Usage

Work with data, projects, transforms, and many other Hydrolix features using the HDXCLI

See the table of contents to see an overview of the advice on this page.

Initial Setup and the init Command

To start using hdxcli, you need a profile configuration that tells the CLI how to connect to your Hydrolix cluster.

Automatic Setup on First Use:

If you run any hdxcli command (for example, hdxcli project list) and no existing configuration is found, the CLI will automatically guide you through the initial setup process. This process includes:

  1. 'default' Profile Configuration: You will be prompted for your cluster's hostname and whether you want to use https (TLS) for the connection. This information is saved in the configuration file (by default, in ~/.hdx_cli/config.toml). You can customize the configuration directory location by setting the HDX_CONFIG_DIR environment variable.
  2. Initial Login: Next, you will be asked for your Hydrolix username (usually your email) and password to authenticate with the cluster.
  3. Service Account Option: After a successful login, you will have the option to:
    1. Continue using your user session token.
    2. Set up the CLI to use a token generated from a Service Account (either an existing one or by creating a new one). This allows the CLI to use an SA token for later operations, which is useful for long-running sessions or automation.

Important Note: If the process of setting up or generating a token from a Service Account fails for any reason, hdxcli will inform you of the error. The CLI will then continue to use the token generated from your initial username and password login for the current session. Your ability to use the CLI will not be blocked.

The resulting token (from user or SA) will be cached.

Using the hdxcli init Command (Optional)

If you prefer to explicitly set up the CLI before running other commands, you can use hdxcli init. This command will guide you through the same three-step process described above (default profile configuration, login, and Service Account option).

Example Flow with hdxcli init:

$ hdxcli init
No configuration found for your Hydrolix cluster. # (This message appears on first time use)
Let's create the 'default' profile to get you started.

----- Configuring Profile [default] -----
Enter the host address for the profile: my-cluster.example.com
Use TLS (https) for connection? (Y/n): Y

The configuration for 'default' profile has been created at /home/user/.hdx_cli/config.toml
------------------------------
Please login to profile 'default' (my-cluster.example.com) to continue.
Username: [email protected]
Password for [[email protected]]: ****

----- Service Account Configuration -----
You can configure a Service Account for automated access.

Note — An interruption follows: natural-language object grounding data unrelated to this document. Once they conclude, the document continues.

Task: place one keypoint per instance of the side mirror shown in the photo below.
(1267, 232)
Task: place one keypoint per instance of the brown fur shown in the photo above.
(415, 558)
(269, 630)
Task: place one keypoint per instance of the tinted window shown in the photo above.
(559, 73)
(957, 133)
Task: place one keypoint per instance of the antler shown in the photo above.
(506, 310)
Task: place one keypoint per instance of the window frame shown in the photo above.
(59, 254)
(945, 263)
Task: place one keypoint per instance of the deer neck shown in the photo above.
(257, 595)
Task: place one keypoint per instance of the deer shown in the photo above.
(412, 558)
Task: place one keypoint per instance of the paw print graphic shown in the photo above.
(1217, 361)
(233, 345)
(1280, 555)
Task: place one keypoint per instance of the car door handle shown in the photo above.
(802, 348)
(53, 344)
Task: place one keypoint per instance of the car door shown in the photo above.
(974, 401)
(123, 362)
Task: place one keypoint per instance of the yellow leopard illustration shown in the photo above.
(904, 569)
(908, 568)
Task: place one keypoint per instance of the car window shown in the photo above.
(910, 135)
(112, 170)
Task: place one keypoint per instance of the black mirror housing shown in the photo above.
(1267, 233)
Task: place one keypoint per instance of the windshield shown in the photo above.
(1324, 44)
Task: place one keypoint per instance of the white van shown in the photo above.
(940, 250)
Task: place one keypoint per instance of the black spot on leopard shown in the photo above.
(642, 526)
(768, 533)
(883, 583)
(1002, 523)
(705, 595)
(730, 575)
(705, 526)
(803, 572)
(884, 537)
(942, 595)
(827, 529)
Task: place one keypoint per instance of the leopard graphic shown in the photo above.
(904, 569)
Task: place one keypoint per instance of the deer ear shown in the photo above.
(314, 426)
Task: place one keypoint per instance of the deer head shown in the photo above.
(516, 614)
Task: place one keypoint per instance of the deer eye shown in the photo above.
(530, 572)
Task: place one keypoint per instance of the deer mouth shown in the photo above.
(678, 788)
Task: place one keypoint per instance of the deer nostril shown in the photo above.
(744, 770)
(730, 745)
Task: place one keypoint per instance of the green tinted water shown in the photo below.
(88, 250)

How would you like to proceed for future authentications?
  1. Use an existing Service Account
  2. Create a new Service Account
  3. Continue using my user credentials (default)
Choose an option: 3

Continuing with your user credentials for this profile.

----- End of Service Account Configuration -----

Command-line Tool Organization

The tool is organized mostly with the general invocation form of:

hdxcli <resource> [subresource] <verb> [resource_name]

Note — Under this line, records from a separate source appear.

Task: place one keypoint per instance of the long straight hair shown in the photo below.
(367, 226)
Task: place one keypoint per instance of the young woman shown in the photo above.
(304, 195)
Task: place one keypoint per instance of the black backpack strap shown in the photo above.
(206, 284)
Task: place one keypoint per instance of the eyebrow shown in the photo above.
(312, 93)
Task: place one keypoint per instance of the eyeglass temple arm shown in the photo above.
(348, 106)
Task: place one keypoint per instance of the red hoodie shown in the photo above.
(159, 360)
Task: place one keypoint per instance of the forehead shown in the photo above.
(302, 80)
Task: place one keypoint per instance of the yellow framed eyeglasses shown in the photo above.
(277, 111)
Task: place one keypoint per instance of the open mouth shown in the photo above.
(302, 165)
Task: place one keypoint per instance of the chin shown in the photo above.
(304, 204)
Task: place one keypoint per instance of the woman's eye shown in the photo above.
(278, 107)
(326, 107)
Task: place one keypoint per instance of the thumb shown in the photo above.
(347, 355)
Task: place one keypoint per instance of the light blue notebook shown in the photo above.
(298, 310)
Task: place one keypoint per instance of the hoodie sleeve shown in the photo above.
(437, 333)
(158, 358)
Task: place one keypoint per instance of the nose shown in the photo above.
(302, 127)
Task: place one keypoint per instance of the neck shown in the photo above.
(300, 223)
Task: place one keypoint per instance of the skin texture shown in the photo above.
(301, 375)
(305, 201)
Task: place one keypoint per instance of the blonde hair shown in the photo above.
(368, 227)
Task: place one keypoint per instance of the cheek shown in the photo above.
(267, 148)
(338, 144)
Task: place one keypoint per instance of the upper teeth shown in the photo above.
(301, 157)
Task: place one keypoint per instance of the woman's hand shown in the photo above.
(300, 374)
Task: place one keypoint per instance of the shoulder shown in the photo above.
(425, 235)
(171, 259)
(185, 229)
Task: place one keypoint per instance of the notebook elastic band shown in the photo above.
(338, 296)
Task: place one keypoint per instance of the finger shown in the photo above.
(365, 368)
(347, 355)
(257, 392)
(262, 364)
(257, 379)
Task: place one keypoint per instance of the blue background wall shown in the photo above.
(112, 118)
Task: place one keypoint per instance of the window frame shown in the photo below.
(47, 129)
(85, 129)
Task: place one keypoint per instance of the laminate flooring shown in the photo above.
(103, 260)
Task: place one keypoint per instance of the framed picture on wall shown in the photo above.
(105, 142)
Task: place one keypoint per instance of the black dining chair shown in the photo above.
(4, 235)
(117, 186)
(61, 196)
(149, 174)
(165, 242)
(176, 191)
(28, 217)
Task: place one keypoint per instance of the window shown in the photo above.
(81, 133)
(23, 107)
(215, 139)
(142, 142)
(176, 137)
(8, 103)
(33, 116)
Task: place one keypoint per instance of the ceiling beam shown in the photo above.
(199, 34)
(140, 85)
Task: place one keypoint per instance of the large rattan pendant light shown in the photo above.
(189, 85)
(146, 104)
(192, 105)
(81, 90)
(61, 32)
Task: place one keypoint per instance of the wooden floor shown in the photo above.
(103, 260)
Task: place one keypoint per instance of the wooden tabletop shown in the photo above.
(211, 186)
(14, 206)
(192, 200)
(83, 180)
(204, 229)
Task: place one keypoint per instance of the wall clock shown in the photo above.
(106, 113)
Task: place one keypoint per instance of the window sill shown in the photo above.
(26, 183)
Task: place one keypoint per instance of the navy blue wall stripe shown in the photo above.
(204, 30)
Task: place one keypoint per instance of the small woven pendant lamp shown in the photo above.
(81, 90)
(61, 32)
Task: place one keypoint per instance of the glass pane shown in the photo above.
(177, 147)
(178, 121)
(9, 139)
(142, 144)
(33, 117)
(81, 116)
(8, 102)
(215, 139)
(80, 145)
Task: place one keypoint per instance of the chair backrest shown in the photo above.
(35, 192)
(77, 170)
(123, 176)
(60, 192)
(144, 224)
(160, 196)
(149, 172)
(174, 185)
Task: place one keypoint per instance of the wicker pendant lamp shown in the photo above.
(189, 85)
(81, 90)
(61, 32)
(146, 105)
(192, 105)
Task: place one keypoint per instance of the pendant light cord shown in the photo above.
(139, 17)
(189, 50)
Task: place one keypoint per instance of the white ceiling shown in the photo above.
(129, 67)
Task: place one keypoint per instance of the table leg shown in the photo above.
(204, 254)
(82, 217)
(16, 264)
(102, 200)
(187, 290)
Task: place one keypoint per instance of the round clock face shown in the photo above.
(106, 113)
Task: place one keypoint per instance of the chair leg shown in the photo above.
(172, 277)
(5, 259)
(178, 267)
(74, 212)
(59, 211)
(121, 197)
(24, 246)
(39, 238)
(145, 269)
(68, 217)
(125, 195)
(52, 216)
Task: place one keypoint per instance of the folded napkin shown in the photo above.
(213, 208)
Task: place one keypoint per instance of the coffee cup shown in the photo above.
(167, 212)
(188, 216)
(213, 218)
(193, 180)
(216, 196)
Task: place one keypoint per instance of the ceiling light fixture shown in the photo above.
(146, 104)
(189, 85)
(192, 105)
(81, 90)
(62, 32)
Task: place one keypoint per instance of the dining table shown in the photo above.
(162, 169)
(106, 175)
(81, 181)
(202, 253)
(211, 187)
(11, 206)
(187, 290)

Table and project resources have defaults that depend on the profile you are working with, so they can be omitted if you previously used the set command.

For all other resources, you can use --transform, --dictionary, --source, etc. Please see the command line help for more information.

Profiles

hdxcli supports multiple profiles. You can use a default profile or use the --profile option to operate on a non-default profile.

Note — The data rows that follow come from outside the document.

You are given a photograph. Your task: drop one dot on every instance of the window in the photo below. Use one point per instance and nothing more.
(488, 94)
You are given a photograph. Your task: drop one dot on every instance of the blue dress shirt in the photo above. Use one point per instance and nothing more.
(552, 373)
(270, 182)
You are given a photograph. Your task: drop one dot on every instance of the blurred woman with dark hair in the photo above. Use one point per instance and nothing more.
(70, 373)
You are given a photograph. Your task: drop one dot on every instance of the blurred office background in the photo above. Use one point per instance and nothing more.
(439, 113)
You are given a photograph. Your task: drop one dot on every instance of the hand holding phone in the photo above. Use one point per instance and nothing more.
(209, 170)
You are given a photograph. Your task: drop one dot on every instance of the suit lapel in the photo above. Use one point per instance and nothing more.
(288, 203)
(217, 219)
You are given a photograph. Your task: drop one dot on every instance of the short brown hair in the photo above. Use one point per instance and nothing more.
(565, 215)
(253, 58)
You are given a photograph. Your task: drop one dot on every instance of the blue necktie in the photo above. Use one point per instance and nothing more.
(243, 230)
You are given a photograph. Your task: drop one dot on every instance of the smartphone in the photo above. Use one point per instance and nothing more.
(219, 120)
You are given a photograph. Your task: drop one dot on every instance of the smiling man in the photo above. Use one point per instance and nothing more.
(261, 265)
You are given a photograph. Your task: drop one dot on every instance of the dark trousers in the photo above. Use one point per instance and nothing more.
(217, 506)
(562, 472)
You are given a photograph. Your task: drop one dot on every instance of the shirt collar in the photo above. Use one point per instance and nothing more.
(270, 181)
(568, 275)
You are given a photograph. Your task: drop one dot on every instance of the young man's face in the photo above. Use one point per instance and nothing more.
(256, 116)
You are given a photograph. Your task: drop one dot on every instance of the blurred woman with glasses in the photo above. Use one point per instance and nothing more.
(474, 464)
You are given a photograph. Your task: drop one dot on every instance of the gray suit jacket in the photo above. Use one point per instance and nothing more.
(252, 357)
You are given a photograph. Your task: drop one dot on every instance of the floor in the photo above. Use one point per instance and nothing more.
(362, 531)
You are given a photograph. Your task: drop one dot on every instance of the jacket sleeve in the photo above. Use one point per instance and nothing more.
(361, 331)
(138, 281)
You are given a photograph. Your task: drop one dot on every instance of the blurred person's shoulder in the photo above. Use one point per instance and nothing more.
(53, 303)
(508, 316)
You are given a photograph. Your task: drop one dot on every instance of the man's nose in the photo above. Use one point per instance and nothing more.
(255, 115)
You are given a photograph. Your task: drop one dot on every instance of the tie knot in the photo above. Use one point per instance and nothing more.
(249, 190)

When invoking a command, if a login to the server is necessary (e.g., if no valid token is cached or if the token has expired), a prompt for your user credentials will be shown. After you successfully authenticate with your username and password, you will be presented with the option to continue with that user session token or to configure and use a token from a Service Account for subsequent operations. The chosen token is cached for the active profile.

For automation or scripts where interactive prompts are not suitable, you can provide the --username and --password global options directly with your command. If the current token is invalid or expired, hdxcli will attempt to re-authenticate using these provided credentials without any extra output or interactive prompts.

Listing and Showing Profiles

Listing profiles:

hdxcli profile list

Showing default profile:

hdxcli profile show default

Logging out of a profile (clears the cached token):

hdxcli profile logout <profile-name>

Projects, Tables, and Transforms

The basic operations you can do with these resources are:

  • list them
  • create a new resource
  • delete an existing resource
  • modify an existing resource
  • show a resource in raw JSON format
  • show settings from a resource
  • write a setting
  • show a single setting

Working with Transforms

You can create and override transforms with the following commands.

Create a transform:

hdxcli transform create -f <transform-settings-file>.json <transform-name>

Remember that a transform is applied to a table in a project, so whatever you set with the command line tool will be the target of your transform.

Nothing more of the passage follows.